With more and more of our conversations happening through a screen, there’s a risk that you don’t always know who you’re speaking with.
This is where phishing comes in. Fraudsters see this as an opportunity to try and get hold of your personal details, by pretending to be some of your well-loved brands and companies.
Don’t worry, we can help you filter out the spam, and spot the fraudsters.
What is phishing?
Phishing is when a fraudster sends a fake email, while pretending to be a well-known company, asking you to hand over personal or sensitive information.
The email may also ask you to click on a link which results in you downloading a virus to your computer, or takes you to a fake website designed to look like the real thing.
Often the email is sent to thousands of people at a time, however a recent case saw about 1 million Google users receive a phishing email from online hackers.
Once the fraudster has got hold of your personal details, they can use these to try and access your money online, or in some cases they may trick you into handing money over to them yourself.
There’s Vishing and SMishing too
Email isn’t the only way fraudsters can try and fish for your information, there’s vishing and SMishing too.
Vishing is when a fraudster tries to get information from you over the phone, usually pretending to be your bank, insurance company or even the Police. Find out more about cold-calling pension scams here.
SMishing is when a text message is sent asking you to reply with sensitive information.
It can be tricky to know what to look out for, but we can help you there.
How to spot something phishy
It’s not always easy to know when you’ve received a phishing email, text or phone call so we recommend you keep an eye out for some of the main signs:
If they don’t actually address you, but use a general greeting such as “customer”, your email address, or even “friend”.
Who’s it from?
Take a look at the sender’s email address or phone number. Is it different to that usually associated with the brand they are claiming to be?
Professional emails and texts that really have come from your bank are unlikely to have spelling mistakes. Poor spelling, punctuation or grammar could be a sign that the sender is not who they say they are.
Deadlines and strange requests
Does the sender or caller request immediate information, or threaten that action may be taken if you don’t do what they say? Usually a trusted company won’t ask this of you.

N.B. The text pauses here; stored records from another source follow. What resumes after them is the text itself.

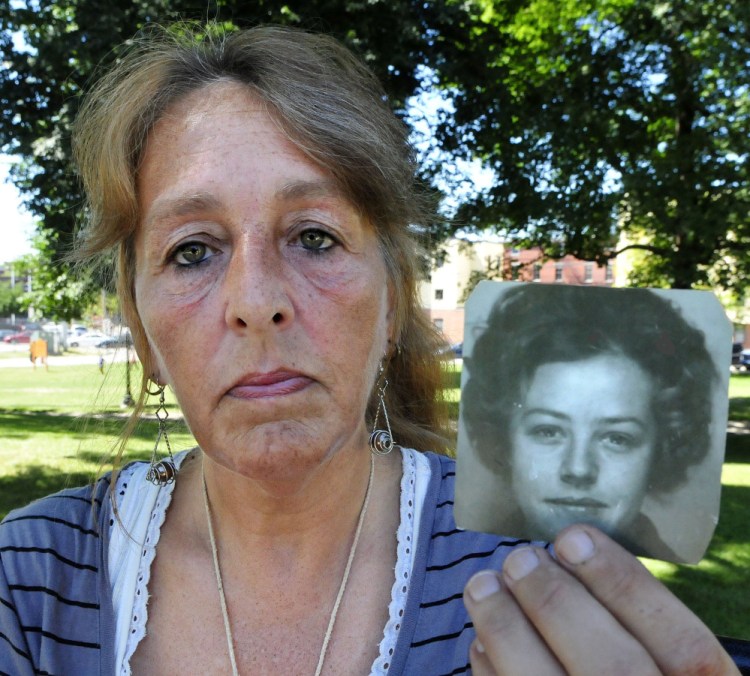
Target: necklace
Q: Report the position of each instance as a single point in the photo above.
(339, 595)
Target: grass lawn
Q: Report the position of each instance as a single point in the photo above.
(49, 442)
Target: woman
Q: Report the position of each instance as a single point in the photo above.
(589, 399)
(259, 195)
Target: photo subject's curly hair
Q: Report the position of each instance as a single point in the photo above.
(533, 324)
(333, 109)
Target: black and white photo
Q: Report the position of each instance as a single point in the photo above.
(596, 405)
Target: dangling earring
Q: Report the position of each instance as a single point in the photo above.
(381, 442)
(162, 472)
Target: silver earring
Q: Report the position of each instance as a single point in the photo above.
(381, 442)
(161, 472)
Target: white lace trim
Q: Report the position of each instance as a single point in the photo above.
(416, 474)
(142, 509)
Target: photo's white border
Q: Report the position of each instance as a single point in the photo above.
(686, 517)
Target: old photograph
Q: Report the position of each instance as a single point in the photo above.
(597, 405)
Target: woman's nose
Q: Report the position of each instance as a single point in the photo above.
(580, 466)
(257, 290)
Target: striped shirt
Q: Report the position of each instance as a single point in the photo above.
(56, 613)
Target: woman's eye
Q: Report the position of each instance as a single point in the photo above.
(316, 240)
(191, 253)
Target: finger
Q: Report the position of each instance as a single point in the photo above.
(510, 642)
(676, 639)
(582, 634)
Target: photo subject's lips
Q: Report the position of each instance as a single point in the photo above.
(270, 384)
(576, 503)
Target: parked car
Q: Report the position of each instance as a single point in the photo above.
(88, 339)
(22, 337)
(121, 340)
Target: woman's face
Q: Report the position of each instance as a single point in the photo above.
(582, 444)
(261, 288)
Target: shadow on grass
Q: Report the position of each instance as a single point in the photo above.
(28, 424)
(738, 448)
(713, 590)
(36, 481)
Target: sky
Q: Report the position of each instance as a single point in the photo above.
(16, 224)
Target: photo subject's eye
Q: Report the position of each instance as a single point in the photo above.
(546, 434)
(619, 441)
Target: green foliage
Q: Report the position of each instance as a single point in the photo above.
(57, 291)
(10, 302)
(610, 124)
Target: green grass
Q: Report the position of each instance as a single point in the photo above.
(49, 442)
(60, 427)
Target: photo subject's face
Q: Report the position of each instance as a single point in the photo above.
(582, 442)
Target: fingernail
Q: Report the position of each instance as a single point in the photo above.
(482, 585)
(520, 563)
(575, 547)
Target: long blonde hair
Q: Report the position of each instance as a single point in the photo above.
(334, 109)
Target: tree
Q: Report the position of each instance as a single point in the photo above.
(10, 299)
(52, 49)
(610, 125)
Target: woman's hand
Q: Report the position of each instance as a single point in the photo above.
(594, 610)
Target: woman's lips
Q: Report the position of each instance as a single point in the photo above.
(273, 384)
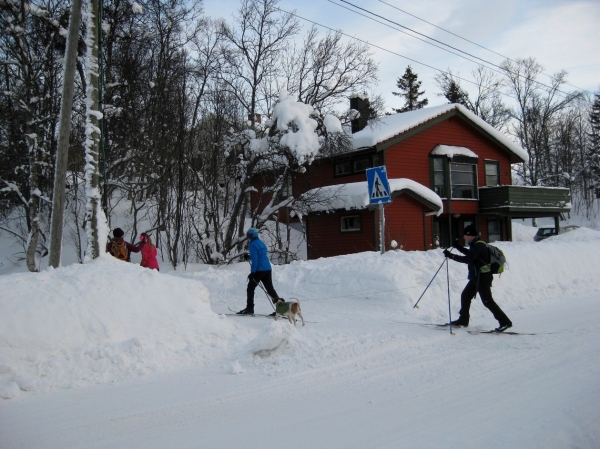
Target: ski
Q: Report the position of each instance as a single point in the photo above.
(497, 332)
(429, 324)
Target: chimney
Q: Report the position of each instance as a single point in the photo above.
(363, 107)
(257, 118)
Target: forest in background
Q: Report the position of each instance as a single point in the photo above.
(185, 96)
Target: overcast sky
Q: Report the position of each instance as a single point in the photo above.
(559, 34)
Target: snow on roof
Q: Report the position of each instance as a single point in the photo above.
(355, 195)
(450, 151)
(392, 125)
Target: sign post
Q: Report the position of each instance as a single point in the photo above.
(379, 193)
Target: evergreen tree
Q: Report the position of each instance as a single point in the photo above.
(452, 90)
(410, 86)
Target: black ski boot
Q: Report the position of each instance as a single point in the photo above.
(246, 311)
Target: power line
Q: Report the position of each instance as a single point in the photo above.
(467, 40)
(389, 51)
(442, 43)
(408, 34)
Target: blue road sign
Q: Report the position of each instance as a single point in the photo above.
(379, 187)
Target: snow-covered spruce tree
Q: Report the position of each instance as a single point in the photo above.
(295, 135)
(409, 90)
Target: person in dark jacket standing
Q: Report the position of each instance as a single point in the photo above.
(121, 249)
(476, 257)
(260, 271)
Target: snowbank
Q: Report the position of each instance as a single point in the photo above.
(99, 322)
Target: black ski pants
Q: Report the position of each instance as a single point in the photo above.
(253, 280)
(484, 288)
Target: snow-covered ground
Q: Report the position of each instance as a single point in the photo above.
(111, 355)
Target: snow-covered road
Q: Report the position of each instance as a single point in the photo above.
(372, 383)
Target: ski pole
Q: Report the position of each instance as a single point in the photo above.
(448, 282)
(445, 260)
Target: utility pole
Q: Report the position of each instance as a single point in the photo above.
(95, 218)
(62, 156)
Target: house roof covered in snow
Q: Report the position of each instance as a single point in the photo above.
(391, 129)
(355, 196)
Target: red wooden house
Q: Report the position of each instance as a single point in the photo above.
(447, 168)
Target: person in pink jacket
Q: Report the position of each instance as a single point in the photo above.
(148, 253)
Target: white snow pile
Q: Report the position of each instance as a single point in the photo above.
(101, 321)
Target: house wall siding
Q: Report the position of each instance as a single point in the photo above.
(409, 158)
(327, 240)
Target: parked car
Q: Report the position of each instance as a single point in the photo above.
(549, 231)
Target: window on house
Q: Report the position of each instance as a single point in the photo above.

It’s important to take time to check links in an email carefully. It’s easy to copy the company’s name directly into your web browser to check whether or not it is genuine before clicking.

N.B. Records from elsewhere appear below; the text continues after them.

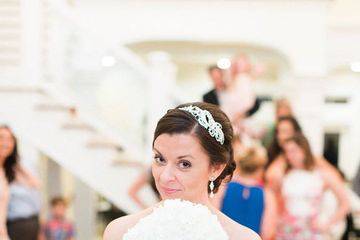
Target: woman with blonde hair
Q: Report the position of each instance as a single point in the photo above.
(302, 191)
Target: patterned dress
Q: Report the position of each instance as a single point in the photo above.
(302, 193)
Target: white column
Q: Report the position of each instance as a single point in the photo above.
(84, 211)
(32, 25)
(160, 88)
(307, 97)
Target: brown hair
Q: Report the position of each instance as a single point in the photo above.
(251, 160)
(303, 143)
(177, 121)
(12, 160)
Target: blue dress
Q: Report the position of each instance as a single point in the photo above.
(244, 204)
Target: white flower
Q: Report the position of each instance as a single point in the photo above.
(178, 220)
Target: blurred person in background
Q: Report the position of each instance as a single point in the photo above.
(287, 127)
(282, 109)
(216, 75)
(58, 227)
(221, 87)
(245, 199)
(23, 203)
(302, 189)
(144, 179)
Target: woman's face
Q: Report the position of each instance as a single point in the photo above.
(181, 167)
(285, 130)
(7, 144)
(294, 154)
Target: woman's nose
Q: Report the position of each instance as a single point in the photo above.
(168, 174)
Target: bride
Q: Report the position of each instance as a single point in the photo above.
(192, 155)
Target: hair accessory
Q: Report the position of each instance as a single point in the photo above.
(211, 186)
(205, 119)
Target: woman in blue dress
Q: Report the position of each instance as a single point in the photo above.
(245, 199)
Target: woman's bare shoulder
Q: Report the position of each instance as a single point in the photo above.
(118, 227)
(236, 230)
(241, 232)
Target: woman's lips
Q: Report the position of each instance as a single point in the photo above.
(169, 190)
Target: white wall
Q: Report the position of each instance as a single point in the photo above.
(295, 28)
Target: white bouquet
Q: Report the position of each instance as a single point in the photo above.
(178, 220)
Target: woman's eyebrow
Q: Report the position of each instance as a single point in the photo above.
(157, 151)
(185, 156)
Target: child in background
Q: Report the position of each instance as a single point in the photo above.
(58, 227)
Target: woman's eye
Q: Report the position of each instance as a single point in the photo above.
(185, 164)
(159, 159)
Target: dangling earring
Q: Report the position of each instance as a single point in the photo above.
(211, 185)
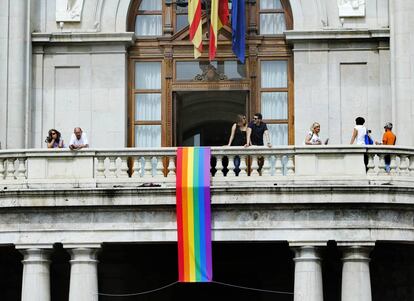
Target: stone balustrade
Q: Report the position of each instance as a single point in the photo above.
(132, 167)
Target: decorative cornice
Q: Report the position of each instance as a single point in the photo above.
(84, 37)
(335, 34)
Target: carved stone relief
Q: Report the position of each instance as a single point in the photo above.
(69, 10)
(351, 8)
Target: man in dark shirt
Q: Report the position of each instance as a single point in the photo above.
(255, 131)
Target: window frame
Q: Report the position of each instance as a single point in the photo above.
(132, 111)
(138, 12)
(288, 89)
(288, 22)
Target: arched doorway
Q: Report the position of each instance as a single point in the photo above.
(168, 88)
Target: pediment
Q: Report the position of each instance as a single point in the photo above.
(225, 33)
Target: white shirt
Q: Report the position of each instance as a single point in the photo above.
(75, 141)
(360, 139)
(314, 138)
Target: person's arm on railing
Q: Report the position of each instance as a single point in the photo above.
(354, 135)
(266, 133)
(248, 134)
(233, 131)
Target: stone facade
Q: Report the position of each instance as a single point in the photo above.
(62, 75)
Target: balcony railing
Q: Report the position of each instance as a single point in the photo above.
(142, 167)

What to do if it happens to you
Get Safe Online has lots of useful tips for using your email safely to make sure you don’t fall for any phishing scams. If you do, however, or you notice money missing from your bank account that you don’t remember spending, it’s important to know what to do next.
If you think you’ve been targeted by a phishing scam, report it straight away to Action Fraud. You won’t be the only person this has happened to, but by making sure you report it, you’re helping the right people catch the criminal.
It’s also important to change your passwords and contact your bank or provider to let them know to look out for any suspicious behaviour. Make sure that your computer is up to date with its security checks and try not to use public Wi-Fi networks. Take a look at our blog how to stay one step ahead of scams for more top tips.
By knowing what to look out for, you’ll be able to make sure you stay away from phishing scams, meaning that you can enjoy spending your time and money on the things that matter to you.